Di Indonesia, sampai saat ini memang belum ada data yang bersifat nasional, multisenter, yang dapat menggambarkan prevelensi lengkap mengenai hipertensi. Namun beberapa sumber, yakni Survei Kesehatan Rumah Tangga (SKRT) tahun 2004, prevalensi hipertensi di Indonesia pada orang yang berusia di atas 35 tahun adalah lebih dari 15,6%. Survei faktor resiko penyakit kardiovaskular (PKV) oleh proyek WHO di Jakarta, menunjukkan angka prevalensi hipertensi dengan tekanan darah 160/90 masing-masing pada pria adalah 13,6% (1988), 16,5% (1993), dan 12,1% (2000). Pada wanita, angka prevalensi mencapai 16% (1988), 17% (1993),dan 12,2% (2000). Secara umum, prevalensi hipertensi pada usia lebih dari 50 tahun berkisar antara 15%-20% (Depkes, 2010).

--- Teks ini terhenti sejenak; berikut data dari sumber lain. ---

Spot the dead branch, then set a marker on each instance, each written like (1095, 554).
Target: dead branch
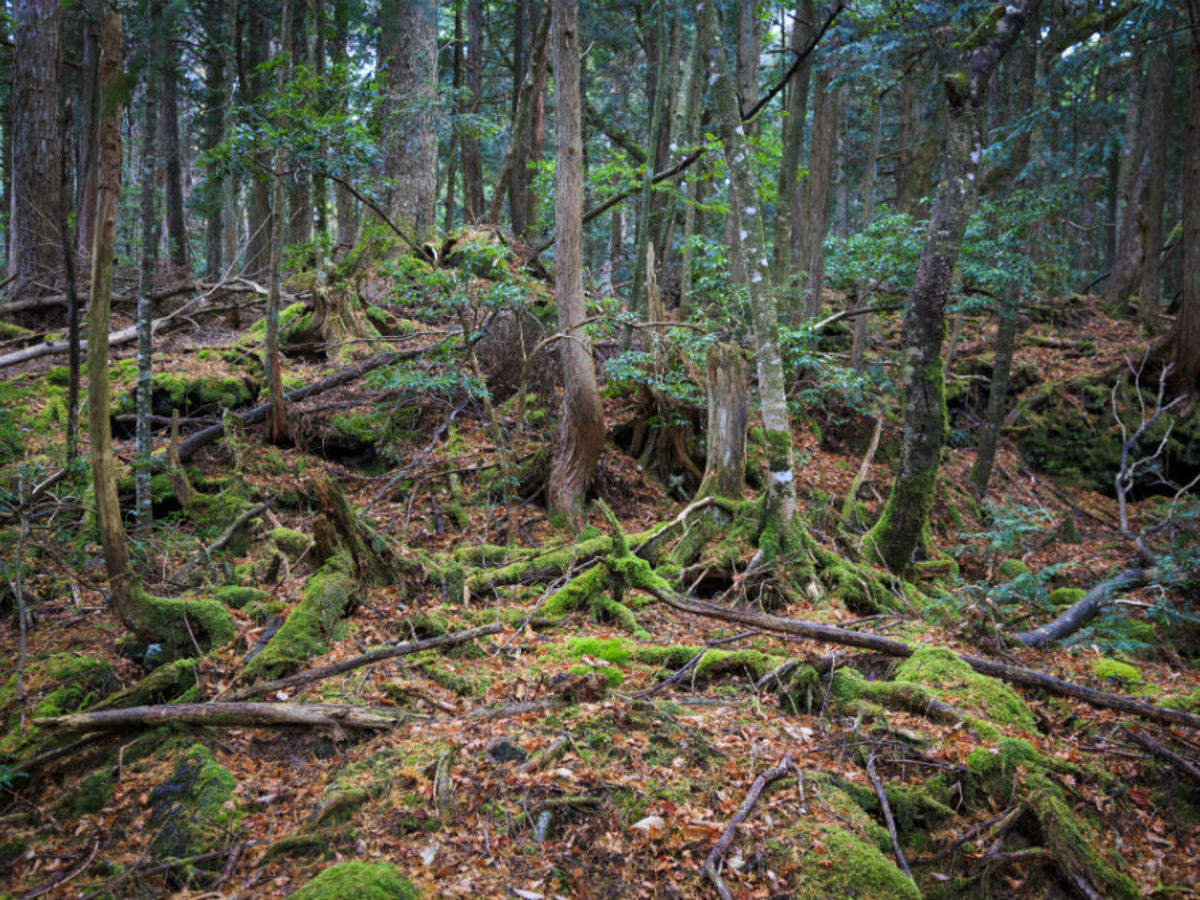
(225, 714)
(366, 659)
(726, 840)
(1013, 675)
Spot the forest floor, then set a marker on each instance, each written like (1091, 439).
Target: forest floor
(643, 777)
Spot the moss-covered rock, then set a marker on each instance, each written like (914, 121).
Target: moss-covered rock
(955, 683)
(361, 881)
(192, 811)
(327, 597)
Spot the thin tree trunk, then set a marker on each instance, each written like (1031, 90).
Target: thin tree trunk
(756, 269)
(409, 64)
(108, 189)
(148, 210)
(997, 397)
(277, 415)
(34, 251)
(173, 165)
(905, 519)
(581, 427)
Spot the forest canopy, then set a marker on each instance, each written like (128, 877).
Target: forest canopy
(640, 448)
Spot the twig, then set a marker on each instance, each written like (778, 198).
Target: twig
(726, 840)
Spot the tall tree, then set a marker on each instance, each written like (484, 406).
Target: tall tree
(34, 252)
(905, 519)
(172, 150)
(408, 66)
(581, 427)
(755, 270)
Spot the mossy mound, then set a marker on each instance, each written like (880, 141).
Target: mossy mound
(361, 881)
(192, 811)
(1015, 771)
(954, 682)
(837, 850)
(325, 599)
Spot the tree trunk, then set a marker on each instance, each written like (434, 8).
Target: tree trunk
(725, 435)
(997, 397)
(87, 117)
(148, 211)
(273, 366)
(581, 420)
(408, 31)
(173, 165)
(34, 251)
(905, 519)
(819, 186)
(215, 39)
(790, 205)
(343, 201)
(1186, 337)
(472, 161)
(108, 190)
(780, 501)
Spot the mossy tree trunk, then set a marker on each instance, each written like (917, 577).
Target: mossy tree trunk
(905, 519)
(581, 420)
(750, 249)
(100, 430)
(726, 430)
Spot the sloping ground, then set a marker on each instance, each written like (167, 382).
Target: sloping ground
(571, 757)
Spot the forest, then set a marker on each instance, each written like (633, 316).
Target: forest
(630, 448)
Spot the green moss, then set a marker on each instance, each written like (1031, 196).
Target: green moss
(237, 597)
(289, 541)
(1125, 675)
(192, 813)
(361, 881)
(1066, 597)
(1011, 569)
(324, 600)
(953, 681)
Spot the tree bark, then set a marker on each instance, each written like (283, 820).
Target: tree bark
(750, 249)
(790, 205)
(905, 519)
(34, 251)
(581, 427)
(997, 397)
(409, 66)
(148, 210)
(173, 165)
(1186, 337)
(725, 433)
(108, 189)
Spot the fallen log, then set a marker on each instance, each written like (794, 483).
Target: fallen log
(1085, 610)
(189, 448)
(383, 653)
(891, 647)
(731, 831)
(229, 714)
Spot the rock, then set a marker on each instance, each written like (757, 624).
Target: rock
(360, 881)
(191, 811)
(504, 750)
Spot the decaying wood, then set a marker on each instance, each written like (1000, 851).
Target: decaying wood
(1013, 675)
(366, 659)
(726, 840)
(227, 714)
(1084, 610)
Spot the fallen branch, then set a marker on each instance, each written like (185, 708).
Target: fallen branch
(891, 647)
(731, 829)
(228, 715)
(1181, 763)
(189, 448)
(366, 659)
(1084, 610)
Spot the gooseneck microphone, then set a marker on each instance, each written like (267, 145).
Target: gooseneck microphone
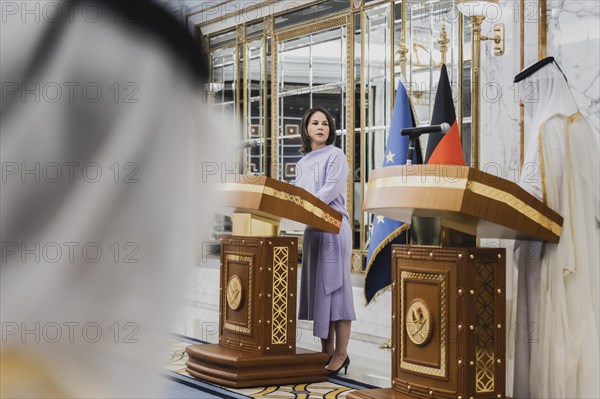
(414, 132)
(411, 131)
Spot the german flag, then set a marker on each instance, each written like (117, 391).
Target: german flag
(444, 149)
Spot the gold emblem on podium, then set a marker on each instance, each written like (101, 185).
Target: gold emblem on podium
(234, 292)
(419, 326)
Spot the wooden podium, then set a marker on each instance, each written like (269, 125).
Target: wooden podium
(257, 299)
(448, 301)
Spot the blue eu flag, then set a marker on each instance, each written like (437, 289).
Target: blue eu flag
(386, 232)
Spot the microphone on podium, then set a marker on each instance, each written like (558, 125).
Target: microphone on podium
(412, 131)
(247, 144)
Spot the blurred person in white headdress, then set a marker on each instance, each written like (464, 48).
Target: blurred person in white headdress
(104, 134)
(557, 296)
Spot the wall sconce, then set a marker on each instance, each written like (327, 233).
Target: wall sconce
(477, 11)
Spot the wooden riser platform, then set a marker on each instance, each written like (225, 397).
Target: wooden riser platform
(234, 368)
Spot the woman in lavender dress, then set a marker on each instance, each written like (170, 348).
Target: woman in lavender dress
(326, 289)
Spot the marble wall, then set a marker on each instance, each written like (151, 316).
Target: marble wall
(573, 38)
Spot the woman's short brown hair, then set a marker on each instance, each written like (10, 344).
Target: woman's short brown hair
(304, 132)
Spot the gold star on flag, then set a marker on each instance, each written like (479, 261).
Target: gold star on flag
(390, 157)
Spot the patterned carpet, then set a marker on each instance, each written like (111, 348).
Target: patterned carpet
(335, 388)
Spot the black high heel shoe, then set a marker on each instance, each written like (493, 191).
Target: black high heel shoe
(343, 366)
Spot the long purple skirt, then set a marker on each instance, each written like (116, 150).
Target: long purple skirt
(326, 286)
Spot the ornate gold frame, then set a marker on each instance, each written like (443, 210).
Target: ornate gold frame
(321, 24)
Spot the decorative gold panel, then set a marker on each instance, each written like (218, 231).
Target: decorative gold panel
(227, 324)
(280, 293)
(484, 340)
(441, 279)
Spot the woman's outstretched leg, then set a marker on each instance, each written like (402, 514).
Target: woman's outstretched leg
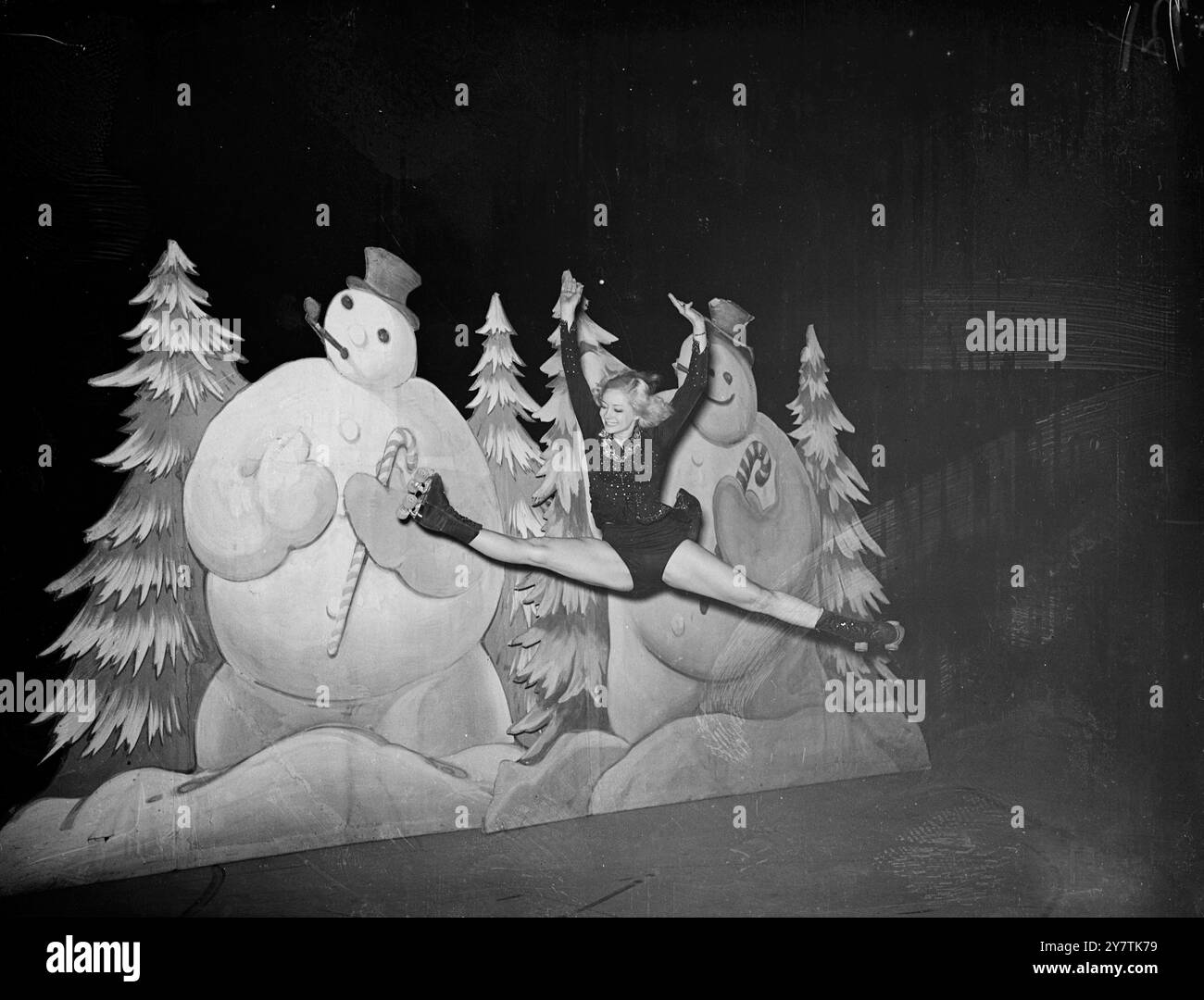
(585, 559)
(693, 569)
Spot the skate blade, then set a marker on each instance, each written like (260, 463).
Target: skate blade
(894, 646)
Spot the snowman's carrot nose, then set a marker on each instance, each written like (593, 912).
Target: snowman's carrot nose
(311, 316)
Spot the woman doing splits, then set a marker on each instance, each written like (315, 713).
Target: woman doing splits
(646, 544)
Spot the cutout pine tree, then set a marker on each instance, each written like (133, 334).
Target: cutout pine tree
(498, 406)
(565, 651)
(844, 582)
(144, 634)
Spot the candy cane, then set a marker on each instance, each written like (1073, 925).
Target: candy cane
(400, 437)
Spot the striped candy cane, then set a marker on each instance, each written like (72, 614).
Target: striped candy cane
(400, 437)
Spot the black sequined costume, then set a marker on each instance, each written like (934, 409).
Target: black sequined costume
(626, 494)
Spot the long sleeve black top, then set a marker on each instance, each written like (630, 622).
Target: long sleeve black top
(629, 493)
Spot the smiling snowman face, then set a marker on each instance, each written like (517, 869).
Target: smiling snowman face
(727, 412)
(381, 348)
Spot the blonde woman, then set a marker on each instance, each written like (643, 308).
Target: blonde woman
(646, 545)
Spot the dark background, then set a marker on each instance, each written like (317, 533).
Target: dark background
(1040, 209)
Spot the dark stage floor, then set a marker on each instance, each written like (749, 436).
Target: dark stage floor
(1111, 840)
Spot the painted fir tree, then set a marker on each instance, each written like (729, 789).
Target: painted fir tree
(144, 633)
(498, 406)
(844, 582)
(565, 651)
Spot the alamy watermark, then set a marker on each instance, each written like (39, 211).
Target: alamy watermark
(882, 694)
(602, 455)
(195, 334)
(61, 697)
(1004, 334)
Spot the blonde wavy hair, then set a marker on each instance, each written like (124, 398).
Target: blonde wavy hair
(639, 388)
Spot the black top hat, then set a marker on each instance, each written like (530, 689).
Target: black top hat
(390, 278)
(731, 322)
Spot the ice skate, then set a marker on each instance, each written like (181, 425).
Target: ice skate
(861, 633)
(426, 502)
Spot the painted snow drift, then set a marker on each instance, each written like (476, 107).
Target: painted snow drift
(348, 698)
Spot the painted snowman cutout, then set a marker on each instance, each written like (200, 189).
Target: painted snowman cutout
(307, 638)
(759, 513)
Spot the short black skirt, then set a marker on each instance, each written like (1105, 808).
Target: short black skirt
(646, 549)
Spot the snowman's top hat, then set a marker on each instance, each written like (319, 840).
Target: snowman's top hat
(390, 278)
(731, 322)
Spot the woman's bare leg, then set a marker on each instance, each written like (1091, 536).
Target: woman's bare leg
(585, 559)
(693, 569)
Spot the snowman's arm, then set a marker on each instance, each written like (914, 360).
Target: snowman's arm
(581, 394)
(245, 509)
(689, 393)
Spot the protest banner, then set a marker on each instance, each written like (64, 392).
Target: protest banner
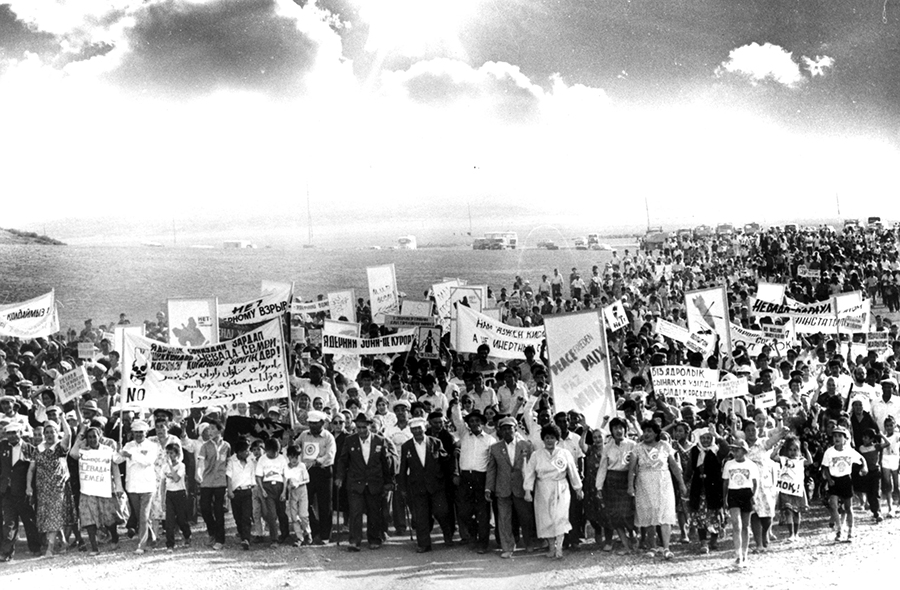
(878, 341)
(72, 384)
(95, 472)
(770, 292)
(383, 295)
(409, 307)
(342, 304)
(615, 317)
(682, 382)
(673, 331)
(34, 318)
(731, 388)
(249, 368)
(507, 342)
(441, 293)
(428, 342)
(193, 322)
(391, 344)
(579, 365)
(86, 350)
(707, 310)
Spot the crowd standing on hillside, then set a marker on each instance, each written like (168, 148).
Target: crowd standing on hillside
(476, 446)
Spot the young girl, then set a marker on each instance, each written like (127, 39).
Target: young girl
(740, 479)
(295, 495)
(176, 497)
(837, 464)
(792, 460)
(890, 463)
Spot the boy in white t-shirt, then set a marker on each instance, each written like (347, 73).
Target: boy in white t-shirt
(837, 465)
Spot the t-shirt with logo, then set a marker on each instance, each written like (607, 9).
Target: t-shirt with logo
(840, 463)
(740, 474)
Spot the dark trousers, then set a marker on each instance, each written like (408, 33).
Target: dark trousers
(474, 510)
(320, 507)
(212, 507)
(370, 504)
(273, 510)
(177, 511)
(425, 506)
(242, 510)
(16, 508)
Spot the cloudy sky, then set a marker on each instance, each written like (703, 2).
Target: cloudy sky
(556, 109)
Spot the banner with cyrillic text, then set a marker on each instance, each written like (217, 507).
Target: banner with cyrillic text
(34, 318)
(579, 365)
(507, 342)
(248, 368)
(681, 381)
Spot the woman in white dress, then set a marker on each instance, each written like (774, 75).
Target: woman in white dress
(547, 476)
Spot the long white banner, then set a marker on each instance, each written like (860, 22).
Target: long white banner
(249, 368)
(579, 365)
(507, 342)
(30, 319)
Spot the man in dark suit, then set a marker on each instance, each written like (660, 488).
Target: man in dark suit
(366, 464)
(505, 478)
(15, 459)
(421, 479)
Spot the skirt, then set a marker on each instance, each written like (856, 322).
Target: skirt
(742, 499)
(618, 505)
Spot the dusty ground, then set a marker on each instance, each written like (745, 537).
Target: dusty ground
(817, 562)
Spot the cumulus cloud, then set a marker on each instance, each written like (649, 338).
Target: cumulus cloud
(818, 65)
(759, 63)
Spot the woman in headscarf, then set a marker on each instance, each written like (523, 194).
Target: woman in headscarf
(50, 473)
(99, 505)
(547, 476)
(650, 482)
(704, 475)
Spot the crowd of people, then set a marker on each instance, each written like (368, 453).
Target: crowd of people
(477, 445)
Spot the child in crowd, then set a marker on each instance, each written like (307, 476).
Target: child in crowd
(792, 459)
(176, 497)
(270, 471)
(837, 464)
(740, 478)
(295, 495)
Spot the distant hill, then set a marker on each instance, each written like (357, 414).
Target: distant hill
(14, 236)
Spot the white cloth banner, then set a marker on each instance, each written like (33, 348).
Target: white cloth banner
(72, 384)
(579, 365)
(506, 342)
(615, 317)
(95, 472)
(193, 322)
(249, 368)
(681, 381)
(34, 318)
(343, 344)
(265, 308)
(342, 304)
(383, 294)
(707, 310)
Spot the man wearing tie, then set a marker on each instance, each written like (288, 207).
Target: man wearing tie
(15, 459)
(421, 479)
(366, 464)
(505, 477)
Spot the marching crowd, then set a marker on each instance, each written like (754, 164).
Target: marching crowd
(476, 445)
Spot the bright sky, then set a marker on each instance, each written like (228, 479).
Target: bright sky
(220, 107)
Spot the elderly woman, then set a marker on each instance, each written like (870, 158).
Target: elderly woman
(650, 482)
(99, 505)
(50, 473)
(547, 476)
(612, 484)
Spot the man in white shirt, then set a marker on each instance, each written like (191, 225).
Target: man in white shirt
(139, 455)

Hipertensi diklasifikasikan atas Hipertensi Primer (esensial) (90-95%) dan Hipertensi Sekunder (5-10%). Dikatakan Hipertensi primer bila tidak ditemukan penyebab dari peningkatan tekanan darah tersebut, sedangkan Hipertensi sekunder disebabkan oleh penyakit/keadaan seperti penyakit parenkim ginjal, serta akibat obat. Dampak yang ditimbulkan biasa menyebabkan resiko utama penyakit stroke, gagal jantung, dan ginjal.
1.2 Tujuan
1.2.1 Tujuan Umum
Menjelaskan Asuhan Keperawatan dengan kasus Hipertensi Sekunder
1.2.2 Tujuan Khusus
1. Menjelaskan review tentang konsep Hipertensi Sekunder
2. Menjelaskan pengkajian asuhan keperawatan Hipertensi Sekunder
3. Menjelaskan analisa data asuhan keperawatan Hipertensi Sekunder
4. Menjelaskan diagnosa keperawatan pada Hipertensi Sekunder
1.3 Manfaat
Dengan adanya materi makalah ini diharapkan dapat dijadikan sebagai bahan masukan atau tambahan dalam pembuatan askep pada klien dengan Hipertensi Sekunder
BAB 2
TINJAUAN PUSTAKA
2.1 Definisi Hipertensi
Hipertensi merupakan keadaan ketika tekanan darah sistolik lebih dari 120 mmHg dan tekanan diastolik lebih dari 80 mmHg. Hipertensi sering menyebabkan perubahan pada pembuluh darah yang dapat mengakibatkan semakin tingginya tekanan darah. Pengobatan awal pada hipertensi sangatlah penting karena dapat mencegah timbulnya komplikasi pada beberapa organ tubuh seperti jantung, ginjal, dan otak. Penyelidikan epidemiologis membuktikan bahwa tingginya tekanan darah berhubungan erat dengan morbilitas penyakit kardiovaskuler (Muttaqin, 2009).
Hipertensi sekunder adalah hipertensi yang mempunyai penyebab yang dapat dideteksi Hipertensi sekunder antara lain disebabkan oleh berbagai penyebab antara lain: penyakit ginjal, renovaskuler, kelainan endokrin, koartktasio aorta. (ismail yusuf: 2008).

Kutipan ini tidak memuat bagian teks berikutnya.